The windows in the old part of the building will be rearranged so that they offer better views, and the facade will be insulated. “If you look at the house from the outside, it’s just perfect. We know what else we want to do and we will be glad to finish the repair as soon as we can,” the owners say.


So what did they learn in the process?

“Many times during this time we thought: “Should we sell the house?“ When you have made a bad decision, done something wrong, and there is no money to resolve this situation, you often start beating around the bush. And that’s what we did. But there always comes a moment when you overcome all this. Time is an excellent healer who helps to overcome all doubts. In the end, you have so many pleasant memories, so many joyful moments associated with this house that no problems will confuse you anymore.”


How to keep expenses under control: Juliet’s tips:

  • The costs of laying the foundation are very high, so in order to use your finances to the maximum, think about a two-story extension, not a one-story one. The superstructure of the floor will cost about a third of the cost of a single-storey.

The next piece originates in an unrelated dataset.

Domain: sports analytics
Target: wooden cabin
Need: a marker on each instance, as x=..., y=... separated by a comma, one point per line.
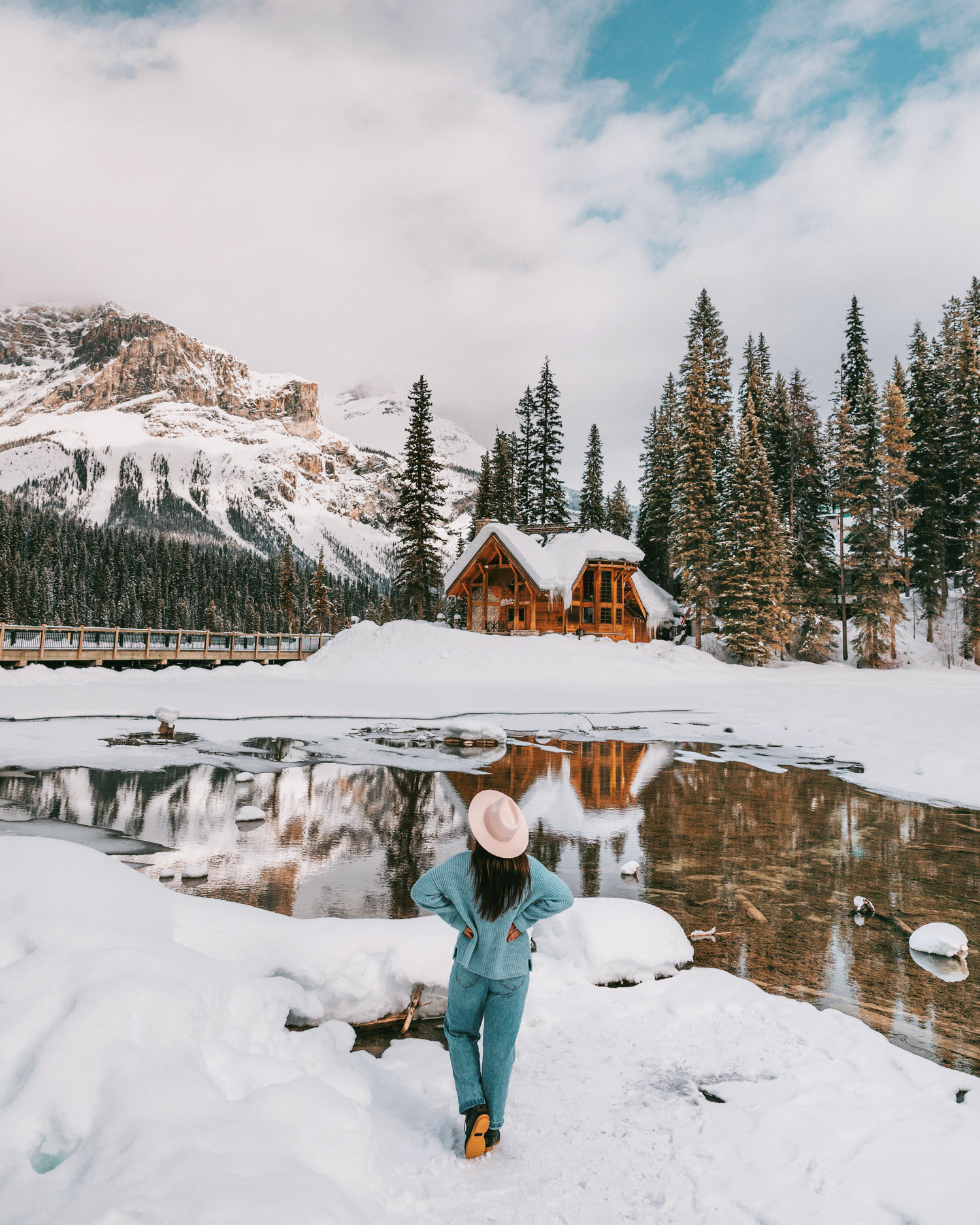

  • Think about where you can save and where to spend. Our ceiling beams are decorative, made of foam (Oakleaf Reproductions company in Yorkshire). They are very light, so it didn’t take much effort and expense to install them. On the other hand, we chose solid wood floors and oak window sills that will stand the test of time. It’s not worth saving on these things: they must be strong, durable and of course beautiful — they are always in sight!

  • If you plan to manage the project yourself, keep in mind that you will not be able to do it effectively if you work full-time. It takes a lot of time to call suppliers and monitor construction — do you really want to do this?

  • Entrust the preparation of project estimates to specialists. They will make an estimate according to your construction drawings and specify the details of the finishing and fittings that you plan to use. So you will get a more accurate calculation than the approximate calculations from the builders.

  • Buy something you really like at the very beginning of the project, because then you will run out of budget.